Upon reading the article, I immediately resented the implication that I have been brainwashed. If anything, I had been previously brainwashed to trust in the so-called “experts” to know what was best for me. I resent the implication that I – or others like me – are brainwashed into choosing natural (drug-free, vaginal) birth.

Unfortunately, many of the commenters also referred to us “natural birthers” as a cult. You’ve got to be kidding. If anything, this belief that you’re only safe in an icky, germ-infested hospital where you’re told what to do and only “allowed” to do certain things while being “not allowed” others is the one that is cult-like. After all, if you wouldn’t accept being “allowed” or “not allowed” to do things by a significant other, why is it suddenly okay for our care providers? Why should they be exempt from respecting us and our bodies?

I do wish that Ms. Egbert would have spent some time with us “natural birthers” as well as some midwives before she drew her conclusions. I also wish that she would reach out and take the time to find out why our need/desire/wish for such takes place. In many cases – at least the ones I know personally – we choose the natural method because we feel better taken care of, safer, and we feel like human beings.

Surprises after delivery

After reading After-birth: 10 surprises from those first days after delivery by Meredith Bland who, by the way, is quite witty. I thought about it for a bit and decided I had to comment somewhere. She’s so right in that there are so many of the things that happen afterward that they don’t tell you about before.

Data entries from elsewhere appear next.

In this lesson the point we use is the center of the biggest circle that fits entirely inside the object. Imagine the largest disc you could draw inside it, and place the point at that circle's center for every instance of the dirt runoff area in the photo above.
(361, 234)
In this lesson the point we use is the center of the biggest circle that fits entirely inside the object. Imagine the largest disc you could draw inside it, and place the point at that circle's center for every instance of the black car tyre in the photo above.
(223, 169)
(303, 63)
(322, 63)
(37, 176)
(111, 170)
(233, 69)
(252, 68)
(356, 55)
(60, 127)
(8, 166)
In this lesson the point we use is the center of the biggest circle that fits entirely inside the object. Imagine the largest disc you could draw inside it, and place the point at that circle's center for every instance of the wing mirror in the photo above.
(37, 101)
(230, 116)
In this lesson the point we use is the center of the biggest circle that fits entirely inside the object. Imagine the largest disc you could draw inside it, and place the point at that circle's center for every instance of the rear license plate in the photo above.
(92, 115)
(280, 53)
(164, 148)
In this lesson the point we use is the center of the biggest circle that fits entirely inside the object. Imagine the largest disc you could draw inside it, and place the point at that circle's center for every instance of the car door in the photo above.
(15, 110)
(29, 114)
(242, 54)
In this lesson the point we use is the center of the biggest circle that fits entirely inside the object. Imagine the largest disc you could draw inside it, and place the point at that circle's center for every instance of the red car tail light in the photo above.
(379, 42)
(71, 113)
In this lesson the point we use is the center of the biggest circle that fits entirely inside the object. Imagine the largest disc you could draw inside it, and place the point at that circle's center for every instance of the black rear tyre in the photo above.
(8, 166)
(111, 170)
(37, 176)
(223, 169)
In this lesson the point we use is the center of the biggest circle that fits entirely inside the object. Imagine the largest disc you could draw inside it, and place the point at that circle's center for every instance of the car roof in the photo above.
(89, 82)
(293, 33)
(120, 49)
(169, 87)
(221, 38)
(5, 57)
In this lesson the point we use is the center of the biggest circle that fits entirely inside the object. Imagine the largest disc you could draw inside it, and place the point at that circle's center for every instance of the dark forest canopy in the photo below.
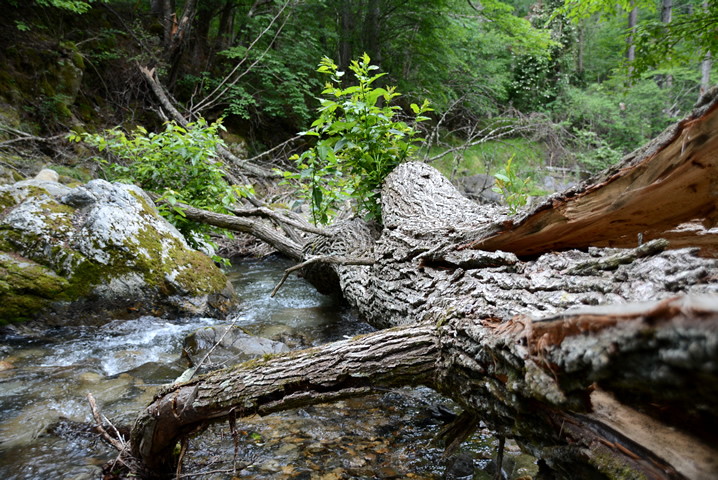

Now, here’s the thing, I’ve experienced all the varieties of birth that, to my knowledge a woman can possibly experience. Cesarean, medicated VBAC (Vaginal Birth After Cesarean), natural hospital VBAC, water HBAC (Home Birth After Cesarean), and HBAC.

I’d like to think that my experience is not to be discounted in the grand scheme of things.

Cesareans suck. At least, mine did. It also didn’t help that I wound up catching something nasty in the hospital – to be expected as, after all, hospitals are full of nasty germs and sickness – that took my voice away and made me miserable. Because that’s exactly how you want to feel when they’ve just handed you a baby to care for. In fact, the lovely OB chastised me the next day for not being up and moving. All I wanted to do was tell him to go to hell. But I couldn’t. I had no voice, remember?

I will tell you, however, you do not want to gaze upon your stitches those first several days. They’re not pretty.

Also, that tummy of yours? The one the baby just came out of? Yeah, you do not want to see it right away, either. They forget to tell you that it doesn’t just magically go away. No. You’re now the proud owner of a saggy, baggy belly. Nursing helps it lessen faster, I promise!

The super-augmented hospital VBAC wound up being awful in a multitude of ways. What many medical professionals don’t seem to understand is that a healthy baby is not the be all and end all of things. A healthy mama is incredibly important as well because, let’s face it, we’re the ones performing the majority of care for that healthy baby. Especially if we’re breastfeeding. If we’ve not healthy – physically and mentally – we’re not going to be doing a bang-up job of bonding with or caring for that healthy baby. But we may be doing a great job of having all sorts of negative thoughts or tons and tons of therapy bills and antipsychotics. Capiche?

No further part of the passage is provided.